13. Limit alcohol intake
Alcohol contains empty calories, meaning there are zero nutritional value to them. And when you’re intoxicated, you’re more likely to make poor food choices (hello Taco Bell).
Curious about other ways alcohol affects your body? Read this article here.
14. Try intermittent fasting
Intermittent fasting is an eating pattern that cycles between periods of fasting and eating while not specifying what foods to eat but rather when to eat them.
3 of the most popular intermittent fasting patterns are the 16/8 method where you fast for 16 hours and have a eating period of 8 hours. Another one is the Eat-Stop-Eat method where you fast for 24 hours once or twice a week (although I highly don’t recommend this route).
And the last popular intermittent fasting pattern is the 5:2 diet where you only eat 500 to 600 calories on two consecutive days of the week and eat a normal diet the other 5 days.
15. Portion control
This is where most people go wrong with their eating habits. We tend to overeat instead of eating a well-balanced, portioned meal.
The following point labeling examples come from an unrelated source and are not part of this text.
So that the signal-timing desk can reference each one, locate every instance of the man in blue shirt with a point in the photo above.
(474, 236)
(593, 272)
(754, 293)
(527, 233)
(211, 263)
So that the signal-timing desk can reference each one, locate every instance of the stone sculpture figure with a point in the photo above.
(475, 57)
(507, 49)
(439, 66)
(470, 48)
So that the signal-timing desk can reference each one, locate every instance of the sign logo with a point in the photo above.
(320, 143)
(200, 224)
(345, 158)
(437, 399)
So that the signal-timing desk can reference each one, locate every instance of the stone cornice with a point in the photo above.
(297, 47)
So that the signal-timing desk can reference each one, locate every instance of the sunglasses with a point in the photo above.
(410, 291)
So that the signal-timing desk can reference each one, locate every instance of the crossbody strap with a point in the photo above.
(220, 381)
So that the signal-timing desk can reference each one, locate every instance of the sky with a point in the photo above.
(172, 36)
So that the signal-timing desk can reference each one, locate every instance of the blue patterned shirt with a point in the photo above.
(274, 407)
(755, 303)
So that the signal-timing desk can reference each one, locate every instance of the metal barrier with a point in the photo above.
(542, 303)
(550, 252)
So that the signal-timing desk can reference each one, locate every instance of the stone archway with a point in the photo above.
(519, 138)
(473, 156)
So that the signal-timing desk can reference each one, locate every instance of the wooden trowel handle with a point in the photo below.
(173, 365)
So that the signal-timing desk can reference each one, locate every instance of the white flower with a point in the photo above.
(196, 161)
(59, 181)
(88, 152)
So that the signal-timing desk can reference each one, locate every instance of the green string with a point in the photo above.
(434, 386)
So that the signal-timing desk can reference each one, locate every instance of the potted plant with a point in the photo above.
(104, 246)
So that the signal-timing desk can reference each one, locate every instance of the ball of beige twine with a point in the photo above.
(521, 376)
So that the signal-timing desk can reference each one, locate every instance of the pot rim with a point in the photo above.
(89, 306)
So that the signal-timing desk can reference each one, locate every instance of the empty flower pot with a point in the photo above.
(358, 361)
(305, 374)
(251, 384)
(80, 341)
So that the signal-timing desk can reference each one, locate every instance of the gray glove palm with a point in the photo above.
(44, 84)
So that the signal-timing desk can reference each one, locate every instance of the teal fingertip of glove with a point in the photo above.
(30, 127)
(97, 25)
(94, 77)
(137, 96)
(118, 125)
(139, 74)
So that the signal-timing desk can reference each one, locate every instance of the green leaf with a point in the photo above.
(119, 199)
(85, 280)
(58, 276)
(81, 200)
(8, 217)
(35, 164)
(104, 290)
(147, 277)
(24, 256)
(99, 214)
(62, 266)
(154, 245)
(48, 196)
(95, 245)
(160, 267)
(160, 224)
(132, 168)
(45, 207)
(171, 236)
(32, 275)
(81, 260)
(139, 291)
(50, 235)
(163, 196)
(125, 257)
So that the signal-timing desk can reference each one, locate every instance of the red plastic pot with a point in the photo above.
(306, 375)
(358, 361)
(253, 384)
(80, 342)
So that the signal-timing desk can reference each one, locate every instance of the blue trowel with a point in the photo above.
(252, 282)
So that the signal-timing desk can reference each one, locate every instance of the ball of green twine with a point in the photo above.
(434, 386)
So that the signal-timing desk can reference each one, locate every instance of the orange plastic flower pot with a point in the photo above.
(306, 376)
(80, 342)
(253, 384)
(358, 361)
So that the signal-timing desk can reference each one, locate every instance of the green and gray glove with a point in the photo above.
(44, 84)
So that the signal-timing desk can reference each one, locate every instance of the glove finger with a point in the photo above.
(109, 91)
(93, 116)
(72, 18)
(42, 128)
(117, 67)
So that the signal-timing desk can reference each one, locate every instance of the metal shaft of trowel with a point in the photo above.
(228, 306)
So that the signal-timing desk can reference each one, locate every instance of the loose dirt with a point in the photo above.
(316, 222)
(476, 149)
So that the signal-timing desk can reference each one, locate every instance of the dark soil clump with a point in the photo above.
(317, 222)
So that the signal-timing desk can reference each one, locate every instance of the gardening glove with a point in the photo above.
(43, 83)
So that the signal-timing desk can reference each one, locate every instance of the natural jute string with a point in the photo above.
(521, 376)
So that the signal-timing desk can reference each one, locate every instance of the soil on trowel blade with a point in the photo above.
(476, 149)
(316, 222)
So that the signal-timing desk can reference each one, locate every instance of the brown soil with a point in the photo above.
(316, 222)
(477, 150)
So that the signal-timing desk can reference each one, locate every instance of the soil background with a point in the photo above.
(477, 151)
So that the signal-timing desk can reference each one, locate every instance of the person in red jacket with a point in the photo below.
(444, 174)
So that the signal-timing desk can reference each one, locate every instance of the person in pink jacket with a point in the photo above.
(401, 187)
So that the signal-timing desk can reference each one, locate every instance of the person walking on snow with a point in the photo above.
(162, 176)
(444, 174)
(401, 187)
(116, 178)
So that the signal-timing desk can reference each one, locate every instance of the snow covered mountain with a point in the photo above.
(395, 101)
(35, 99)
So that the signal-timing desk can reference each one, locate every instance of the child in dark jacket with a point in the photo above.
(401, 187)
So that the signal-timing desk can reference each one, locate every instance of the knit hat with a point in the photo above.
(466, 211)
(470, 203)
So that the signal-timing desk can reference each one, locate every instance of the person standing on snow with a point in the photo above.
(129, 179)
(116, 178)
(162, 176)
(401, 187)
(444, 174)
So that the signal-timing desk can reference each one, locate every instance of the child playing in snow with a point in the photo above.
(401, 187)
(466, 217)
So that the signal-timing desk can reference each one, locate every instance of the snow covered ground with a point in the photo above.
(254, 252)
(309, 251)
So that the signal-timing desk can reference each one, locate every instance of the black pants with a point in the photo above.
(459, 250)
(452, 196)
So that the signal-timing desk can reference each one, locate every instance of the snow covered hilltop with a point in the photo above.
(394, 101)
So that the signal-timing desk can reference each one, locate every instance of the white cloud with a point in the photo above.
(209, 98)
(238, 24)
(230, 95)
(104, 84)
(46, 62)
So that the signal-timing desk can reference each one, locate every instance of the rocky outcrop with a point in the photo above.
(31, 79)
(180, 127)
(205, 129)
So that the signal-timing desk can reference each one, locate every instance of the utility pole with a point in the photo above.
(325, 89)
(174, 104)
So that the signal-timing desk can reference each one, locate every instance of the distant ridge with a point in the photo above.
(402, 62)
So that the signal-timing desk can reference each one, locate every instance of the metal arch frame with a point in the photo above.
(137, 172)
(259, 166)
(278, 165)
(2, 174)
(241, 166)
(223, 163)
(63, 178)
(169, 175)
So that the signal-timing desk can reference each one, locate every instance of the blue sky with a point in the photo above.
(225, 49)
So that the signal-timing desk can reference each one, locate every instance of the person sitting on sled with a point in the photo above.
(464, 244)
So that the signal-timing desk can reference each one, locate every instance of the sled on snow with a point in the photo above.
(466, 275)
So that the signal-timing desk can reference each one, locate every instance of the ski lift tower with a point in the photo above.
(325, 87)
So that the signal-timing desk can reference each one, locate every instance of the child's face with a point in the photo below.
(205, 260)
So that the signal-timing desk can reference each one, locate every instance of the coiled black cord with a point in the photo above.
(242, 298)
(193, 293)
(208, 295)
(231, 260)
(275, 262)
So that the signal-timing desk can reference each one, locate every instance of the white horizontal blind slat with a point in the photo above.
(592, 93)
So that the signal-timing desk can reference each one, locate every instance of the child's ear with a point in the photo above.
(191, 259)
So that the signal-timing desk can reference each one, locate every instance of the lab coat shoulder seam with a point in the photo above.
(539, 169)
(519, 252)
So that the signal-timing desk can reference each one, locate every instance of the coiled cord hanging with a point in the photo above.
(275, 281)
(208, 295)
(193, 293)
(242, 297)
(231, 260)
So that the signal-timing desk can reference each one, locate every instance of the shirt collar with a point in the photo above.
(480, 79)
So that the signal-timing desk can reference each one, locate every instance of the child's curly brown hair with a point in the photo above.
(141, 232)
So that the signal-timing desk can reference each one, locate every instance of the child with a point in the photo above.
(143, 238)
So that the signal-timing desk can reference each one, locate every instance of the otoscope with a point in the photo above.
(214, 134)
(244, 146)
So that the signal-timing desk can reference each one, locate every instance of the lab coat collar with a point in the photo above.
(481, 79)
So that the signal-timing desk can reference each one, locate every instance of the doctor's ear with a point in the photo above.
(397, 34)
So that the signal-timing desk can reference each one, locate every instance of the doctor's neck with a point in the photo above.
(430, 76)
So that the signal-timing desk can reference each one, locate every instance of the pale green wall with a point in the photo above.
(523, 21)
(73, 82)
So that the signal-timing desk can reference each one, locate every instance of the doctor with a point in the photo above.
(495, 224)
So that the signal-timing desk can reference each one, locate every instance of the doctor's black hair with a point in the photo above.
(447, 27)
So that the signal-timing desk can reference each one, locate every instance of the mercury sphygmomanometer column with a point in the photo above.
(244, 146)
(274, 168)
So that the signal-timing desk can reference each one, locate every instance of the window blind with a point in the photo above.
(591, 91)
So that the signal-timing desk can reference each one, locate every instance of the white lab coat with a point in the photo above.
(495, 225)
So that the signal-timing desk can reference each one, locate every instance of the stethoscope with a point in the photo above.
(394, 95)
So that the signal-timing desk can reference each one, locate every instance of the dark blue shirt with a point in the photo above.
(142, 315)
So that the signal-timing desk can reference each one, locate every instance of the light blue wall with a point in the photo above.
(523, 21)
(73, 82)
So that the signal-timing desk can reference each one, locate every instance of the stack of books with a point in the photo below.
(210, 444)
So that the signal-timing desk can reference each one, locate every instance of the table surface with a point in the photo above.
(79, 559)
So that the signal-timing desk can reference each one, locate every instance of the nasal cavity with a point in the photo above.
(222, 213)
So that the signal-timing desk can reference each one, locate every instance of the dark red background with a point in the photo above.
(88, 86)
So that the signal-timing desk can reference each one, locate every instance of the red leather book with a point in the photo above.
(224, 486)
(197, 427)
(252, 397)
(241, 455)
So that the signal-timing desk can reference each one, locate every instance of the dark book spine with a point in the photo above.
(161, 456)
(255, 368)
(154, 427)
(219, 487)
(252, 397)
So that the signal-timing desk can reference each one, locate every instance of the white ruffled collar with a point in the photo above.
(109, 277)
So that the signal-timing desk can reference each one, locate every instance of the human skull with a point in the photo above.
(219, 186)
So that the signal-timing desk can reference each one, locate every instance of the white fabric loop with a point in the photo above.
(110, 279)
Even when you’re having the occasional sweet tooth, as long as you’re eating it in moderation and small portion, it’s not going to hurt you.
Whether you use one or a mix of these healthy diet tips I went over in this post, it’s important to incorporate exercise with diet to maximize your weight loss results. And always remember a little each day adds up to big results.
So just because you don’t see the results you want overnight or even a few weeks, that doesn’t mean you aren’t building yourself up for amazing results in the long run. Thanks for reading!